Como ajudar as crianças
Os psicólogos María Laura Lezaeta e Miguel Espeche fornecem ferramentas concretas que podem ser usadas por adultos para promover o desenvolvimento da auto-estima em crianças e adolescentes.
- Responsabilidades. Dê-lhes responsabilidades adequadas à sua idade, para que possam aumentar a sua autoconfiança. Um exemplo: tarefas dentro de casa;
- Perseverança. Essa habilidade permitirá que eles não abandonem a tarefa antes de um erro. A confiança não está relacionada ao sucesso em tudo, mas à resiliência o suficiente para continuar tentando, como explica a psicóloga Maria Laura;
- Erros como aprendizado. Transmita a eles que os erros são oportunidades de aprendizado. Para isso, a mensagem que devem receber é que todos cometemos erros e o importante é aprender com eles, não parar por causa deles;
- Amor incondicional. Mostre às crianças que o seu amor é incondicional, não apenas com palavras, mas com ações concretas.
- Evite transmitir suas próprias frustrações. Levar em consideração o estado de espírito com que se fala com as crianças é outra ação fundamental para promover o desenvolvimento da autoestima, segundo Miguel Espeche;
- Saiba usar as palavras com cuidado. Chame a atenção para o que eles fazem ou dizem, mas não para o que são.
Pontos-chave para reconstruir a auto-estima
Nada se perde: na fase adulta também é possível reverter a baixa percepção de si mesmo; aceitação e confiança, fundamentais. Tudo o que puder ser feito para melhorar a autoestima desbloqueará mais de um aspecto da vida. Mesmo na idade adulta é possível elevar a percepção de si mesmo.
Miguel Espeche entende que é fundamental reconhecer que alguém é estimável pelo que conquistou. Segundo a psicóloga, é positivo traçar um mapa das próprias conquistas e das próprias virtudes, o que não deve ser dado como certo.
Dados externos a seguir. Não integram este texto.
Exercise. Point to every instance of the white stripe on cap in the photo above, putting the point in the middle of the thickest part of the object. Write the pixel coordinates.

— Em geral, as pessoas fazem mapas do que lhes falta e isso as faz se sentirem devedoras. E é daí que vem também a perda da autoestima. Por outro lado, se vires o que tens, a partir daí podes jogar melhor. Vê-se as virtudes, as capacidades, as boas relações que tem — aconselha.
Para José Eduardo Abadi, o principal é ter um certo conhecimento e aceitação de si mesmo. Isso é saber que sou de um certo jeito e tentar administrar como estou da melhor forma possível. Segundo sua visão, é fundamental conhecer as próprias luzes e sombras, para poder gerenciá-las.
Outra recomendação de Abadi é evitar se exigir demais. Ele também alerta que é fundamental ter um relacionamento amoroso consigo mesmo.
— Você tem que saber se recompensar, se reconhecer. Ou seja, que haja carinho e amizade consigo mesmo — explica.
Por fim, Abadi ressalta a importância dos vínculos afetivos, aqueles que despertam o sentimentos de ser amado e a pessoa possa amar. O sentimento de aceitação que se gera nas relações amorosas saudáveis alimenta a segurança interna e a confiança em si mesmo.